Expands from a list of directories, with each directory representing a single item of content.

This is a good choice for rich-content websites with more complex content layouts for articles or interactive essays where a variety of assets are developed alongside the main manuscript file.

Example

Source:

🖿 content
└──🖿 essays
   └──🖿 concept1
      ├──🗎concept-1.md
      ├──🖻image1.png
      ├──🖻image2.svg
      ├──🖻image3.jpg
      ├──🗎data.json
      └──🗎loop.mp3

Policy:

content:
  source_map:
    essays:
      collection: :essays
      aggregator: :directory_merge
      source_path: "essays"
      match_entities: [.md]
      match_assets: [.png, .jpg, .svg, .json, .mp3]

Expansion:

graph TD;
  essays((Essays: essays))-->concept1(Essay: concept-1);
  concept1-->image1(Asset: image1.png);
  concept1-->image2(Asset: image2.png);
  concept1-->image3(Asset: image3.jpg);
  concept1-->data(Asset: data.json);
  concept1-->loop(Asset: loop.mp3);
Loading

Directory

expansion_strategy:
  aggregator: :directory_source
  match_source: "essays"
  match_entities: "*.md"
  match_assets: "*.jpg"

Collection Containers

Some content models may require collection types to be nested children of a top-level parent type.
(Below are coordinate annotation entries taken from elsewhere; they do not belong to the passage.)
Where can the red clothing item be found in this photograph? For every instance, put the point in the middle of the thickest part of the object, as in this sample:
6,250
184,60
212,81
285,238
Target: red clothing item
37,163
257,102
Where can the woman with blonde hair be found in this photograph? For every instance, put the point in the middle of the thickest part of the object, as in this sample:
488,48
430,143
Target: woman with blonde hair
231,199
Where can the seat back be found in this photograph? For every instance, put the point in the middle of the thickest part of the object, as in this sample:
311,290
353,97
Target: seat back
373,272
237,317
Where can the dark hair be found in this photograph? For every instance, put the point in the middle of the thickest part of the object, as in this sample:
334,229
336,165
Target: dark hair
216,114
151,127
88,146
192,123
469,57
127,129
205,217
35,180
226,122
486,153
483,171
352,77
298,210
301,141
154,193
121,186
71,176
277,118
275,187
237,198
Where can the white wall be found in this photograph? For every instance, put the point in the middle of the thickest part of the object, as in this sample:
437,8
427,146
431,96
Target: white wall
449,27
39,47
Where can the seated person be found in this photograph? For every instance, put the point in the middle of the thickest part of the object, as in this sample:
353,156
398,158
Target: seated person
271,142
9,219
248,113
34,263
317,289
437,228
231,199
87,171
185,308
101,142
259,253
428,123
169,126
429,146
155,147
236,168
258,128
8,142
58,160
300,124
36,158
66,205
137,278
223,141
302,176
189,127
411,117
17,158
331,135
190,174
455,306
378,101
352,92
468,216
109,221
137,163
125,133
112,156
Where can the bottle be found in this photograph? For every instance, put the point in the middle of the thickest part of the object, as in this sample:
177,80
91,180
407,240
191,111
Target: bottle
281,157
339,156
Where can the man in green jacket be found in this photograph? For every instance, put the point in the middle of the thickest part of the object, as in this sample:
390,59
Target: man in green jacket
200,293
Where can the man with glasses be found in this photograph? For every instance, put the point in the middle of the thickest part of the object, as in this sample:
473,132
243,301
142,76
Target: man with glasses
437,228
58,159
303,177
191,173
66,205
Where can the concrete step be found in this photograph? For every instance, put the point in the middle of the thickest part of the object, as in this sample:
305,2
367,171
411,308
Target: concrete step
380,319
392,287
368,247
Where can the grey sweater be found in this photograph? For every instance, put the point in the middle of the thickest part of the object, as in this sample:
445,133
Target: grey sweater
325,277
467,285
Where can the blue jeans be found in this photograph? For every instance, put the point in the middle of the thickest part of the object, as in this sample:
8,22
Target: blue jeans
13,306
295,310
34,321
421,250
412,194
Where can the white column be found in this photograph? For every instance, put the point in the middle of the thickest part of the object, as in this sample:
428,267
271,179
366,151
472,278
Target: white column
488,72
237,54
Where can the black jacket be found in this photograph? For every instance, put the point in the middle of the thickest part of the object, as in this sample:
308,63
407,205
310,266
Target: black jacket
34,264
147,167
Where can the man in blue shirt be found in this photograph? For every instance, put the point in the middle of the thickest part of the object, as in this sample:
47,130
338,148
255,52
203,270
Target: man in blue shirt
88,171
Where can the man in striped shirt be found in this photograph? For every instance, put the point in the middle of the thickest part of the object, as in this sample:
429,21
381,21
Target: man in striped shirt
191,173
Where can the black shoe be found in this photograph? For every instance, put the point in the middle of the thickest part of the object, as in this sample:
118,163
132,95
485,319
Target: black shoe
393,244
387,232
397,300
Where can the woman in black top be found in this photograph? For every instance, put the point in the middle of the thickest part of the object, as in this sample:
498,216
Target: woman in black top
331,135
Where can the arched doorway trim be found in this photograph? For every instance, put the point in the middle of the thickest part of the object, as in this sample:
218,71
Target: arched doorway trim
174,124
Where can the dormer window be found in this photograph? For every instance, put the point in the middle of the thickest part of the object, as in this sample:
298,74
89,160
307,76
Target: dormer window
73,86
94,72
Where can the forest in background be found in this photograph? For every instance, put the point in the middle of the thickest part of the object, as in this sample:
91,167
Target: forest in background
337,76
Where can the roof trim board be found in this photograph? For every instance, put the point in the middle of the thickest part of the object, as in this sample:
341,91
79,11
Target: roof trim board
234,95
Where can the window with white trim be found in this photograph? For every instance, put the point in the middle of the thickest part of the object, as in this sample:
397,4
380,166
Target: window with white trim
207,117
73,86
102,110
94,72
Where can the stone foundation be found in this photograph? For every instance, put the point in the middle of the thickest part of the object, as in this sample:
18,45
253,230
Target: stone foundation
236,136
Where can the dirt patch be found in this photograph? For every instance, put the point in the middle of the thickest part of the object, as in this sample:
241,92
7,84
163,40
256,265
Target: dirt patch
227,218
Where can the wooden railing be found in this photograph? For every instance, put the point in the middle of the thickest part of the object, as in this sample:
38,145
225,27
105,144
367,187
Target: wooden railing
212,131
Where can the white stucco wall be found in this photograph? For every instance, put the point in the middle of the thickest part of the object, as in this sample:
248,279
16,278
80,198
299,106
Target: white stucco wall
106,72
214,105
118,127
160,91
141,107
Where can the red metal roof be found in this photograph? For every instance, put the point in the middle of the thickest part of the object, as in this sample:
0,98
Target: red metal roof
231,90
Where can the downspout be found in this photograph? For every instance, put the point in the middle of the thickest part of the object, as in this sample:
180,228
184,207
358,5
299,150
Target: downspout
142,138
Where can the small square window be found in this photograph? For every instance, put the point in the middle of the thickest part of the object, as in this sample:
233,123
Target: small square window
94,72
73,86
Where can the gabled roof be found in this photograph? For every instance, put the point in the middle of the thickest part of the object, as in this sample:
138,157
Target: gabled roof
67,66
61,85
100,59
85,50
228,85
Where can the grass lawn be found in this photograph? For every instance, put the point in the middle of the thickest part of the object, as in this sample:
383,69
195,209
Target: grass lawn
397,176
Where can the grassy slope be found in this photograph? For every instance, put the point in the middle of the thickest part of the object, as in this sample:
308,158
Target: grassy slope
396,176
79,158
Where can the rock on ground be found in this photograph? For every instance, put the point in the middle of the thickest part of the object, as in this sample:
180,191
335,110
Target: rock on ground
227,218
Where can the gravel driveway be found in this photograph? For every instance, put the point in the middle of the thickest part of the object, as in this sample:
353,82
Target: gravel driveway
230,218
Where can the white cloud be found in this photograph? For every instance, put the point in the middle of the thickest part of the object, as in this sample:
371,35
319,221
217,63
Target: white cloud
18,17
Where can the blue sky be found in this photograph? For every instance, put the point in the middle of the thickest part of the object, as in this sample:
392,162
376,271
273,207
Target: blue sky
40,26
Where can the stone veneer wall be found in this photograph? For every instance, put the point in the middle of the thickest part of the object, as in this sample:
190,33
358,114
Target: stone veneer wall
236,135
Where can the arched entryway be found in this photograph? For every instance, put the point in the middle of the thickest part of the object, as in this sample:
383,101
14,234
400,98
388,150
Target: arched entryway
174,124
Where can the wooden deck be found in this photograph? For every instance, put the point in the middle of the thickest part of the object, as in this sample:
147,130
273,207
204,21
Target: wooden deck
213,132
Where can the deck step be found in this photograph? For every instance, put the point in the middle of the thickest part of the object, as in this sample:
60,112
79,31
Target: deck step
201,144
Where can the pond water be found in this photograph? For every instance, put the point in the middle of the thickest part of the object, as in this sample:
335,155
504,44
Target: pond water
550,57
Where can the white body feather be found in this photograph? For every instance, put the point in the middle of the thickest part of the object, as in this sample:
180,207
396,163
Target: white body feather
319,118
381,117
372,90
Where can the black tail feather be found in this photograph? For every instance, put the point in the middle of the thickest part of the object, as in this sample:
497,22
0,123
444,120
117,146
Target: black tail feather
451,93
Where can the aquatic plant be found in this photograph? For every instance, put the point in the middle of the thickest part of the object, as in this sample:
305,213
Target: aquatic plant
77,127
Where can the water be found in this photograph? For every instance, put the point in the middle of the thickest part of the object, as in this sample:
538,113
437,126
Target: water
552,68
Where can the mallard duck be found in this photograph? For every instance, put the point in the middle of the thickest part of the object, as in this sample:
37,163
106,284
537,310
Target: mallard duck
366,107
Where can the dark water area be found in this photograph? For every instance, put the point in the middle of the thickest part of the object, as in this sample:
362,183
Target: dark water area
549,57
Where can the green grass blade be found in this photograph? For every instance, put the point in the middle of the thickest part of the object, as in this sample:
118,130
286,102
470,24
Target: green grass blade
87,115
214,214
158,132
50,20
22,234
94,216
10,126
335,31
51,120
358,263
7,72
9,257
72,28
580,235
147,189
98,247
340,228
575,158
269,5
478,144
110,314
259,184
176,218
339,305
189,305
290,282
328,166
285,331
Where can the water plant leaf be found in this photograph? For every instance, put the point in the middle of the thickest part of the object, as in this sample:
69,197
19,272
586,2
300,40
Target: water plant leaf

To define this in a policy you can manually specify a container which will override the default collection at the root level of the content hierarchy. Containers represent ‘collections of collections’, offering more modelling flexibility and applicability to wider variety of website use cases.

🖿 content
└──🖿 gallery
   ├──🖿 exhibition-a
   │  ├──🗎1.htm
   │  ├──🗎2.htm
   │  ├──🗎3.htm
   │  ├──🗎a-1.jpg
   │  ├──🗎a-2.jpg
   │  └──🗎a-3.jpg
   └──🖿 exhibition-b
      ├──🗎1.htm
      ├──🗎2.htm
      ├──🗎b-1.jpg
      └──🗎b-2.jpg

The following policy spec allows us to model a gallery type which holds a list of exhibitions, with each exhibition in turn holding a list of artworks.

container: :gallery
collection: :exhibitions
entity: :artwork

In many cases it might be fine to just nest instances of a single collection type, but this more fine-grained content modelling can be useful when it comes to templating and editorial design.